Patient medical records are complex documents and medical imaging is a particularly critical piece of the puzzle. Whether patients are seeking preventive screenings like mammograms, lung cancer screenings, and CT colonography and/or accessing prior patient imaging as a point of comparison for ongoing treatment, an easy to access and secure image management system is critical.  Today’s PACS systems and other onsite archives simply won’t cut it. The cloud has been a key technological innovation for the storage of large imaging sets and easy access to patient priors through automated matching.
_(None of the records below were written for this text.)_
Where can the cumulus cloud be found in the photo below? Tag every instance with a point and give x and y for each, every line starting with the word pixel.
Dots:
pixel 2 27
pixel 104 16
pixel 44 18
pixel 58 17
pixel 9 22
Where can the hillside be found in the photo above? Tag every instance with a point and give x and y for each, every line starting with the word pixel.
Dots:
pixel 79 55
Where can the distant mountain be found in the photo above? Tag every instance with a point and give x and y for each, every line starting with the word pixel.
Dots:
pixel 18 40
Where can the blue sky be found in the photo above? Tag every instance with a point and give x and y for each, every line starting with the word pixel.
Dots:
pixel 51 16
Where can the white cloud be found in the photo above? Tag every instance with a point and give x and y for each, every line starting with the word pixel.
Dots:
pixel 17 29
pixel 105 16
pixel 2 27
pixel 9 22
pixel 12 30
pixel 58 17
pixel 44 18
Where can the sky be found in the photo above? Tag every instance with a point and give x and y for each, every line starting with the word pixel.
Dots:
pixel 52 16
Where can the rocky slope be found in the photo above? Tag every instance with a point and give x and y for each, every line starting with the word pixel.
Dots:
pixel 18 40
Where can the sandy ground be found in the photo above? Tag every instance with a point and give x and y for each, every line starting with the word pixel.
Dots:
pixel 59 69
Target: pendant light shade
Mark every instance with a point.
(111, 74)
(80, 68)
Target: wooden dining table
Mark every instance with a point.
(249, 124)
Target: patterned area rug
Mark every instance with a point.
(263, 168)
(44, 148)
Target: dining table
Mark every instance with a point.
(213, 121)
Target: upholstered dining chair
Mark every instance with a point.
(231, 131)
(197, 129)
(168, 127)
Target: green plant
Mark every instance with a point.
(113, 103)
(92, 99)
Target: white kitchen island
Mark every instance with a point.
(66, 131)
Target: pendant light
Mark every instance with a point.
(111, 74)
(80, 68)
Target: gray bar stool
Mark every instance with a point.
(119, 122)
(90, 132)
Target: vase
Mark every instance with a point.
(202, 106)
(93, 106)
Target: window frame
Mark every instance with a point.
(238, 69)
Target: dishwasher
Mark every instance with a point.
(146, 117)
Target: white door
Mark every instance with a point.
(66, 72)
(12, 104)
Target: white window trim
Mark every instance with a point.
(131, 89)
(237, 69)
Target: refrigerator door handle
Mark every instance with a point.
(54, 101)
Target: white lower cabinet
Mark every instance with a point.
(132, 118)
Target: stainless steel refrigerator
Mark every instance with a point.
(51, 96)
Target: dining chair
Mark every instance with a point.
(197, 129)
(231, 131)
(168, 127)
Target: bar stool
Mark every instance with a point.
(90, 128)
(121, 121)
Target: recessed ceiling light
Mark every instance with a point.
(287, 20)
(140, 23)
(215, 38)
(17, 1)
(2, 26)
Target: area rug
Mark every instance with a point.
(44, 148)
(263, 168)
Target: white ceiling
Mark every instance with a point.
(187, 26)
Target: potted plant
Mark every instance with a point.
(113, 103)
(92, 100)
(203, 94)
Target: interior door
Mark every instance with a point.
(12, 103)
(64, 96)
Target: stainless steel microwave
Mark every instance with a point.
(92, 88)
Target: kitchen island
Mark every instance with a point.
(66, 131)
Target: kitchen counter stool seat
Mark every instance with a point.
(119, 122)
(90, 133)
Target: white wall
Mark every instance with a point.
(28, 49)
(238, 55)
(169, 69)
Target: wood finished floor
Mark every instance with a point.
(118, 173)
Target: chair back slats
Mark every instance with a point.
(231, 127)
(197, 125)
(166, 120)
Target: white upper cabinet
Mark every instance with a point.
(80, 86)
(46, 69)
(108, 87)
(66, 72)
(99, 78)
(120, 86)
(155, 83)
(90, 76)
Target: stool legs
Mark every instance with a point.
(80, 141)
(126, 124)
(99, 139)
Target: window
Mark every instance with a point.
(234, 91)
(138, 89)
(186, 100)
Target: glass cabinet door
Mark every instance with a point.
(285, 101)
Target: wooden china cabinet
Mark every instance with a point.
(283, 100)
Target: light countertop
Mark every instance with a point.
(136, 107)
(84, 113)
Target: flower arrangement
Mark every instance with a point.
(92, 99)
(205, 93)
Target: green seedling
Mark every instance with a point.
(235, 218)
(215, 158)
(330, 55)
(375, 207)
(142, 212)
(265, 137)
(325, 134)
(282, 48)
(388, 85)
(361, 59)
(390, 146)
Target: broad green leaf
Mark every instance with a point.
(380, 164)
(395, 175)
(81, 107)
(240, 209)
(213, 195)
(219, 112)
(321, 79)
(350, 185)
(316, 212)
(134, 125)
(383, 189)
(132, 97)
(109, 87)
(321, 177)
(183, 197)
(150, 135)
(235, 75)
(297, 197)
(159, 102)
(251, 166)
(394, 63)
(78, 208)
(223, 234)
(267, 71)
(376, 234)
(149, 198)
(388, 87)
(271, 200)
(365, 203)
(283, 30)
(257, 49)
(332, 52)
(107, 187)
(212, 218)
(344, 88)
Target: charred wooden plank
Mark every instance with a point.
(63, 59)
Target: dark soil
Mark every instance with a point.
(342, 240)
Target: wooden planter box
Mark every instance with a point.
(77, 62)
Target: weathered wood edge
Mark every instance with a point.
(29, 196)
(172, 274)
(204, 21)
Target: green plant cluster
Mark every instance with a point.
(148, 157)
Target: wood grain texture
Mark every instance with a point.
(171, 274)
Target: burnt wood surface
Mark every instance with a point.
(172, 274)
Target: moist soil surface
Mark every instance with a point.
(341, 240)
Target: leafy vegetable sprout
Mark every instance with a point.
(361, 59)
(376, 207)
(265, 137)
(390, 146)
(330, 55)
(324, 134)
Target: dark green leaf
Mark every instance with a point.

The cloud has certainly had an enormous overall impact on the way we think about the distribution of medical imaging and associated data. Cloud-based suites can integrate image management into existing workflows. Modern cloud-based APIs can integrate with upstream and downstream systems like portals for patient self-service, or into EMRs/EHRs to improve physician productivity and access. A cloud-based viewer also allows image access from anytime and anywhere.

In the clinical trial world with the cloud, there are no more CDs, VPNs or FTP set-up that make it hard to connect to sending sites for trials. Better yet, by eliminating physical media, we can improve the percentage of submission-compliant images automatically, reduce errors, and provide secure archive. Finally, a cloud-based repository make possible the type of large scale data analysis and analytics that are enabling innovations large and small across other areas of the economy.

As healthcare systems continue to turn toward Health IT as new a leader in cancer care, let’s hope the goals of Moonshot can be a reality by 2020.